Many of the current students were drawn to it because of the volunteer aspect.
“A friend recommended [this class] to me,” said Caroline Quintal, a freshman mechanical engineer major. “Giving back through a class is something you don’t really get the opportunity to do often.”
Others like Krysta Gingue, a freshman political science and international affairs dual major, have found what they’ve learned in the Murkland classroom to be equally as interesting.
“I definitely wanted to see how it was the birthplace of so much and how it’s been able to preserve its individual culture,” Gingue said. “Especially the music and how much they define themselves by it.”
Ross had been in New Orleans the week before Katrina for a conference. That was when he said he really started to love it, causing him to watch with horror as the city was destroyed by the flooding.
“I promised myself that I was going to do what I could to help,” he said. “So the following Spring Break I volunteered and went down with [the Federal Emergency Management Agency].”
After that, he set to work designing the course.
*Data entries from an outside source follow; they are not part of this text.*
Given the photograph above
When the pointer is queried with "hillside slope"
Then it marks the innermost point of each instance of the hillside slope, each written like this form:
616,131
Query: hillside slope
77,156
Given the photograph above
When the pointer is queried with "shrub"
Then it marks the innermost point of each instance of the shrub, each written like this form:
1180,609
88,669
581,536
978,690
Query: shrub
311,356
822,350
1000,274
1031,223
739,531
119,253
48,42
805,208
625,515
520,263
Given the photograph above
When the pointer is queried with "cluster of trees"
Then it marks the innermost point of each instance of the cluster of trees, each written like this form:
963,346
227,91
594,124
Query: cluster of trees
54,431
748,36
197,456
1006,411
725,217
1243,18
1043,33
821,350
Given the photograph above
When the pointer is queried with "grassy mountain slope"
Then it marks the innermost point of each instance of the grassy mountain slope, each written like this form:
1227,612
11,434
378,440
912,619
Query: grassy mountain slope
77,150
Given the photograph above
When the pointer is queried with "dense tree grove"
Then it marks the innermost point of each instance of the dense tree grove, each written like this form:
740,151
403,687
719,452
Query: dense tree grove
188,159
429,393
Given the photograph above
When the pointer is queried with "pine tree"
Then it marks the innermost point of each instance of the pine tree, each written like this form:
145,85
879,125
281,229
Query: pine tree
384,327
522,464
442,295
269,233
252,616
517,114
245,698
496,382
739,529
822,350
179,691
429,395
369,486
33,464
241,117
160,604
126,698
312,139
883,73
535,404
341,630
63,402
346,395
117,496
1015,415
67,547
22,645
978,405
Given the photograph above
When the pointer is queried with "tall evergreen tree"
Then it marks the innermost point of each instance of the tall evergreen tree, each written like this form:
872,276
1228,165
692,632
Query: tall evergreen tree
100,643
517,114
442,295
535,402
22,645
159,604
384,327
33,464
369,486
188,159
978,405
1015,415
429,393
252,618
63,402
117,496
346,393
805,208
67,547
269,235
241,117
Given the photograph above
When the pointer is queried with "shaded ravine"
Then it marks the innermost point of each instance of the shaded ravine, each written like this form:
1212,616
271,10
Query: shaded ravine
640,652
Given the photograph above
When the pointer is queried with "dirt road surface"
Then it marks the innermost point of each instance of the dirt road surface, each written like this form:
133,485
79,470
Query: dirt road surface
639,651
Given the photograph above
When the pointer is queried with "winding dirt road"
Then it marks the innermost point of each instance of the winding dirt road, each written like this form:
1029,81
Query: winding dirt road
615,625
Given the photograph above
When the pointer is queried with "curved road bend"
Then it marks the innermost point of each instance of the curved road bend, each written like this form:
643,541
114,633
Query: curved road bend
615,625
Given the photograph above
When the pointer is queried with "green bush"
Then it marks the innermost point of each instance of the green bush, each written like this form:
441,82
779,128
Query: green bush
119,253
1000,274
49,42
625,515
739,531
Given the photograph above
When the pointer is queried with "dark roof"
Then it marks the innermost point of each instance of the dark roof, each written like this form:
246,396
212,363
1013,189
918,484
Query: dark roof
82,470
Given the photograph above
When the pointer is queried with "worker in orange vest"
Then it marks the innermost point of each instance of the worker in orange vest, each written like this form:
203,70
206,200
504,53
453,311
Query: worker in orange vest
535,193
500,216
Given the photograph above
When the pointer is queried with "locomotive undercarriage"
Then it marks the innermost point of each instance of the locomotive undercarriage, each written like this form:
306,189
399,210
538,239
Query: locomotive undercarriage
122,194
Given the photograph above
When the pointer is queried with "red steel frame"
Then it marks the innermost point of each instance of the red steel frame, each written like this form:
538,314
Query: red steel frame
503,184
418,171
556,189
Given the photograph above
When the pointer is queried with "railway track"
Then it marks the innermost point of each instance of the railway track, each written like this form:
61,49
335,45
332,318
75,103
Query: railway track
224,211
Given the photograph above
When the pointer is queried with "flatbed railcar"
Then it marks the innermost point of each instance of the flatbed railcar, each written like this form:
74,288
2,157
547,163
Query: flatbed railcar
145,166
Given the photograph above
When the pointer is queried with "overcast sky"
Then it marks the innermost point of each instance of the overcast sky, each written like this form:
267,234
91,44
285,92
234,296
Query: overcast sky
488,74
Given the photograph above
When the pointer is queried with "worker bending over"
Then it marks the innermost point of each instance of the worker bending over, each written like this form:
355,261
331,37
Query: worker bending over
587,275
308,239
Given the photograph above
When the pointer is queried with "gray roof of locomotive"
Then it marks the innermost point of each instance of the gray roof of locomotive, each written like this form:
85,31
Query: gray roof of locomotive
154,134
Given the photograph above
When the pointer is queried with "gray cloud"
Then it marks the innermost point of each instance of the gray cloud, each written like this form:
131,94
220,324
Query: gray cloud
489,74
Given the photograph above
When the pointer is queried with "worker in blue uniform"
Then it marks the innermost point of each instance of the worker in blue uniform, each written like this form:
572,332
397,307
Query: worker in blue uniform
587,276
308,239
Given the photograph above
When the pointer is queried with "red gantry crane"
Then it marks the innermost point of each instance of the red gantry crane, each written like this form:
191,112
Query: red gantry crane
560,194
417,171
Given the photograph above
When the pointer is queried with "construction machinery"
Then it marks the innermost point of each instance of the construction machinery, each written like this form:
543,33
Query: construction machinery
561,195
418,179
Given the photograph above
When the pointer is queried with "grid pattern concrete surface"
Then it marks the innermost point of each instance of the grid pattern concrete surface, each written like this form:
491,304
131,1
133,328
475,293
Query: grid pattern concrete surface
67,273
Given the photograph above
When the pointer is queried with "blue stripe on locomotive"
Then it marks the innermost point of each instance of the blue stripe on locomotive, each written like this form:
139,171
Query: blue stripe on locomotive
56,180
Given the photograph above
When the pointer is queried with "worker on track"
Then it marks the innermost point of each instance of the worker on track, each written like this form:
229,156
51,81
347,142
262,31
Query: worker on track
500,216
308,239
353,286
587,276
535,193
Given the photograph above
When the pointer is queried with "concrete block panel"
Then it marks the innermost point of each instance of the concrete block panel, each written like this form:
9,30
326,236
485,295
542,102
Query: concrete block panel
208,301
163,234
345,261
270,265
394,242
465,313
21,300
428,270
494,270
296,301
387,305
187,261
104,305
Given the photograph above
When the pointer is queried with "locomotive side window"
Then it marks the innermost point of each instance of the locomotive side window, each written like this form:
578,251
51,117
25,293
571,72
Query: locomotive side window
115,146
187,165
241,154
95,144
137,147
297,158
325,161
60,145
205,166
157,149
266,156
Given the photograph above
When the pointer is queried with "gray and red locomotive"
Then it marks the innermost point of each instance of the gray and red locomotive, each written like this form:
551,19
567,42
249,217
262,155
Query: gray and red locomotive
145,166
Though he had worked with other professors and faculty members to design other courses in the past, this was the first one Ross designed on his own to teach by himself.
“I feel sorry for the first class because I’m sure it was overwhelming,” Ross said, explaining how he tried to include everything he could about New Orleans in his lessons. “My PowerPoint slides were very text heavy as I tried to throw everything at them.”
The course is both a discovery and inquiry course, that also fills requirements as a writing intensive and humanities course. Ross said that the class is usually geared towards freshman and sophomores or those who are trying to check off multiple requirements at once.
That being said, the course is available to all undergrads and does not have any pre-requisites.
Ross said that because of the amount of work that goes into the class each year, through planning the lessons and making all the arrangements for the trip, he plans to keep it as just one section, with up to 20 students for as long as the course runs.
He looks forward to learning with the students and sharing their experiences. Each year, the thing Ross looks forward to the most, besides getting to go back to the city, is reading the journal entries that he has his students write before, during and after the trip.
“I hope they go and learn something about a very flawed but beautiful city,” Ross said. “I’d like to see them learn about history and the culture, and especially about the people. But most of all I want them to learn something new about themselves.”